Mobile QR Code QR CODE

  1. (Department of Electronics Engineering)
  2. (Department of Information and Communications Engineering, Sun Moon University, 70, Sunmoon-ro 221 beon-gil, Tangjeong-myeon, Asan, Chungnam 31460, Korea)



Clock synchronization, white rabbit, mixed-mode clock manager, synchronous ethernet, FPGA, 1000BASE-T

I. INTRODUCTION

Clock synchronization has been extensively studied to meet the timing requirements of various networked or distributed systems in the applications such as telecommunications, measurement and control, and high energy physics. To achieve higher accuracy, IEEE1588-2008 (1) has been standardized in the past decade and has presented Precision Time Protocol (PTP) to replace Network Time Protocol (NTP) and to provide sub-microsecond accuracy. In 2009, the European Organization for Nuclear Research (CERN) proposed White Rabbit (WR) (2) to provide sub-nanosecond accuracy for particle accelerator equipment synchroni-zation. Since then, various applications (3-5) including accelerators, synchrotrons, neutrino detectors, cosmic ray detectors, and national time laboratories are trying to utilize the great performance of WR.

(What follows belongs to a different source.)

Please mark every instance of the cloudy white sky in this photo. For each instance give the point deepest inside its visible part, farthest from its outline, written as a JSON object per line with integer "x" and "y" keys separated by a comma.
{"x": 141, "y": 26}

A number of studies on WR implementation have been reported in the recent years. Some notable works among them are summarized as follows. National Institute of Standards and Technology (NIST) evaluated the use of WR-based time and frequency transfer within their own campus and verified the calibration procedure (6). NIST tries to improve the accuracy and precision of a real-time realization of Coordinated Universal Time (UTC). Universidad de Granada evaluated the influence of system frequencies to the overall clock synchronization accuracy (7). The authors modified WR PTP core (WRPC) and Ethernet physical layer to implement programmable frequency solution on a WR-LEN board. The paper shows that the higher system frequency of 250 MHz provides slightly better synchronization accuracy of 97.619 ps (peak-to-peak of the clock skew) and double link bandwidth. National Instruments presents the improvement of IEEE 1588 synchronization accuracy in 1000BASE-T systems (8). Some of clock-domain crossing errors could be compensated by using digital dual-mixer time difference (DDMTD) based on better understanding the clock relationships in physical layer transceivers. Note that this is the only attempt reported so far to implement sub-nanosecond accuracy over copper media. Although their test results show high accuracy of 460ps p-p, they did not implement frequency synchronization, which is one of the main ideas of WR. Sun Moon University presents a nanosecond-accuracy clock synchronization circuit for IEEE 1588 using tapped delay lines (9). Experimental results show that the two nodes share synchronized timing within the error between -0.74 ns and 0.89 ns.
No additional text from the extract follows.